Re: aliasing mailing lists
On Thu, May 18, 2006 at 12:07:40PM EDT, David Woodfall wrote:
> On (14:58 18/05/06), David Woodfall <dave@xxxxxxxxxxxxxxx> put forth the
> proposition:
> > On (03:25 18/05/06), cga2000 <cga2000@xxxxxxxxxxxxx> put forth the
> > proposition:
[..]
>
> This is more complete I think;
>
> ls -1 ~/mail/lists | grep @ |awk -F@ '{print "alias" " " $1 " " "<" $1 "@" $2
> ">"}' > ~/.mutt/lists
> ls -1 ~/mail/lists | awk '{print "mailboxes +lists/" $1}' >> ~/.mutt/lists
> ls -1 ~/mail/lists | awk '{print "subscribe " $1}' >> ~/.mutt/lists
>
subscribe `cd ~/mail/lists; ls`
mailboxes `for file in $(ls ~/mail/lists); do echo -n "+lists/$file "; done`
.. some trial & error in the shell before I got it to work.

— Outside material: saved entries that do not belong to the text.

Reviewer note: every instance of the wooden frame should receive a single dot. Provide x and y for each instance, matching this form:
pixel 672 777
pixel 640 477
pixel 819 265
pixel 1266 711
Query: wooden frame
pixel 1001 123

I think it's the better solution because it directly adds the contents
of my .mutt/lists directory to the list of subscribed mailing lists and
to the menu.
>
> >
> > And in my binds file:
> >
> > macro generic \ca "!~/scripts/listalias\n:source ~/.mutt/lists\n"
> >
> > Now the mailboxes commands are sourced from my lists file too. So all I do
> > is
> > keep .procmailrc updated with new list rules and hit ^a in mutt to auto
> > update
> > the aliases and mailboxes.
Not sure doing it on the fly is the right approach any more, though.

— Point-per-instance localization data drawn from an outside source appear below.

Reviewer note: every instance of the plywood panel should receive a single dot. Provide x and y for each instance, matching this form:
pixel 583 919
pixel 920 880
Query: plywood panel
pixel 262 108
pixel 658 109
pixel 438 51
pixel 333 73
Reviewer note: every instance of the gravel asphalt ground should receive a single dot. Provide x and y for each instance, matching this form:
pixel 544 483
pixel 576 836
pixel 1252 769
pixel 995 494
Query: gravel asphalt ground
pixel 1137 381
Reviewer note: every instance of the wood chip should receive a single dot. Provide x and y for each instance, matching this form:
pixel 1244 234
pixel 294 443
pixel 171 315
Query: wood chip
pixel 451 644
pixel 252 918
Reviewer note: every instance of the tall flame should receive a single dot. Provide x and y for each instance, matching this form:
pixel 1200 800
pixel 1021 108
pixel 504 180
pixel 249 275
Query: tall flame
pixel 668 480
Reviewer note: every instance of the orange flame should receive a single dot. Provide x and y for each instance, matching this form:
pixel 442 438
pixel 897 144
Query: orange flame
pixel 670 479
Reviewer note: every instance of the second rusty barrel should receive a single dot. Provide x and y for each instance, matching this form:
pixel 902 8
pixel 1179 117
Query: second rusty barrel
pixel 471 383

Maybe this should be done by invoking a script from the .muttrc to
re-create the alias file prior to sourcing it.
Also keep in mind that mailboxes "come and go" .. ie. if you delete all
the messages in a given mailing list.. the corresponding mailbox
vanishes.. and will be recreated (in my setyp) when new messages for
this list are downloaded. The way I currently do it there's an outside
chance something will be out of sync once in a while. My way to address
this is that I do not delete the original message from the list
"Welcome to the ... mailing list.. etc."..
So, if you really want something a little more robust you would probably
need to keep track of what lists you are subscribed to outside of mutt,
adding an entry when you subscribe to a mailing list and deleting it
when you unsubscribe.. And use this "list of subscribed lists" to
generate the targets of your .muttrc commands (subscribe/mailboxes) as
well as your alias file.
Unfortunately I've only been using mutt for a few weeks and I don't
know enough about its capabilities to decide how best to go about
setting up such a - hopefully - more robust system.